Indians claim to be the offspring of an independent act of creation. The Iroquois name themselves in proud allusion to their supposed supremacy. Tribes on the St. Lawrence and the lakes live in disputes. War with a race of giants called Ronongweca: the fiend Shotrowea, contests with the great Kwiss Kwiss, or Mastodon, the Big Elk, and the Horned Serpent. A meteor falls in the camp. Northern tribes confederate; send an unfortunate embassage to a great chief south, war with him, war with each other, and the country thereby depopulated and left to its original desolation.

When we come to draw the minds of the sages and chroniclers of the Iroquois cantons, to the facts of their early history and origin, they treat us with legendary fables, and myths of gods and men, and changes and freaks in elementary matter, which indicate that such ideas, were common to their progenitors, whatever part of the world they occupied. We have adverted to their notions on this head, in the preceding remarks on their cosmogony, tinctured, as it strongly is, with the old Persian philosophy.

They deny, as do all the tribes, a foreign origin. They assert, that America, or AONAO, was the place of their origin. They begin by laying down the theory, that they were the peculiar care of the Supernal Power who created all things, and who, as a proof of his care and benevolence of a race whom he had marked by a distinct color, created the continent for their especial use, and placed them upon it. None of the tribes pretend to establish dates, nor have they any astronomical data, to fix them. But they all give to the story of their origin, or creation, a locality, which is generally fixed to some prominent geographical feature near to their present respective place of abode, or at least, a spot well known. This spot, among the Iroquois cantons, is located in the northern hemisphere.
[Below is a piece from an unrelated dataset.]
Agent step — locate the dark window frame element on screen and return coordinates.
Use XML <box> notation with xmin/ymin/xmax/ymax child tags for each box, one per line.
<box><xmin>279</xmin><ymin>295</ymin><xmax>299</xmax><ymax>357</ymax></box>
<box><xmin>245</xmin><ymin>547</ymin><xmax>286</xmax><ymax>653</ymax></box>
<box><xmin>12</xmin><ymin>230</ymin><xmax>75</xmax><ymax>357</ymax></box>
The term, Ongwe Honwe, is used by these tribes, very much in the manner in which the ancient Teutons called themselves, Allamanna, or Ghermanna, from which we have the modern terms, Allemand and German. If they did not literally call themselves ” all men,” as did these proud tribes, they implied as much, in a term which is interpreted to mean, real men, or a people surpassing all others. It is the common terra for the red race, as contra-distinguished from all other races, and the true equivalent of the phrase, “Indian.

By their earliest traditions, we are told that a body of the Ongwe Honwe, encamped on the banks of the St. Lawrence, where they were invaded by a nation few in number, but of giant stature, called Ronongweca. 1 After a war, brought on by personal encounters and incidents, and carried on with perfidy and cruelty, they were delivered at length, by the skill and courage of Yatontea, 1 who, after retreating before them, raised a large body of men and defeated them, after which they were supposed to be extinct. They next suffered from the malice, perfidy, and lust of an extraordinary person called Shotrowea, 1 who was finally driven across the St. Lawrence, and came to a town south of the shores of lake Ontario, where, however, he only disguised his intentions, to repeat his cruel and perfidious deeds. This person, who assassinated many persons, and violated six virgins, they point to as a fiend in human shape.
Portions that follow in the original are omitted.